ŁOFNHEIM
Pearls from The Dame!
LIFEZAHA HADIDDESIGN

Pearls from The Dame!

Zaha Hadid was not just an architect. She was a force of nature — a woman who refused to be contained by convention, geography, or the expectations of an industry that wasn't built for her.

Born in Baghdad in 1950, she studied mathematics before turning to architecture — a combination that would define her entire career. She saw buildings the way a mathematician sees equations: as systems of logic that could be pushed, bent, and reimagined without losing their integrity.

On breaking rules

"I don't think that architecture is only about shelter, is only about a very simple enclosure. It should be able to excite you, to calm you, to make you think." — Zaha Hadid

This is the first pearl. Architecture — and by extension, all design — is not just functional. It is emotional. It is political. It is a statement about what we believe the world could be.

On persistence

Hadid spent years being called "the paper architect" — someone whose designs were too radical to build. She was passed over for commissions she had won. She was dismissed, doubted, and underestimated.

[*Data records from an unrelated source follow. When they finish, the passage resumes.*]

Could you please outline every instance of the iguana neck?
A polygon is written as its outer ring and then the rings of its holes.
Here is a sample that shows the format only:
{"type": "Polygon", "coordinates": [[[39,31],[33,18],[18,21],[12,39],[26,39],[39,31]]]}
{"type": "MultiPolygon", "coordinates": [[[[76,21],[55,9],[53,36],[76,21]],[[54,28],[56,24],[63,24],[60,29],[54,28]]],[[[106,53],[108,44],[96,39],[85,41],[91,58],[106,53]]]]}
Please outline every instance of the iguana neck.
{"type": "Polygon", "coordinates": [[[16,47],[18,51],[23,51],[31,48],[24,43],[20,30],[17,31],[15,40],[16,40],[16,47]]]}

And then she built the MAXXI in Rome. The Heydar Aliyev Centre in Baku. The London Aquatics Centre. One by one, the impossible became real.

The second pearl: the gap between vision and execution is not a sign of failure. It is the terrain where mastery is built.

On identity

Hadid navigated being a woman, an Arab, and an outsider in a field dominated by Western men. She never pretended otherwise. She wore it as armour and as art.

"I don't like the word 'iconic' — it's overused. I prefer 'seminal'. Something that opens up new possibilities."

The third pearl: know the difference between being recognised and being understood. Aim for the latter.

What Łofnheim takes from The Dame

At Łofnheim, we think about Zaha often. Not because we build buildings, but because she understood something fundamental about the relationship between rigour and imagination — that they are not opposites. They are partners.

The most powerful work happens at that intersection. Always.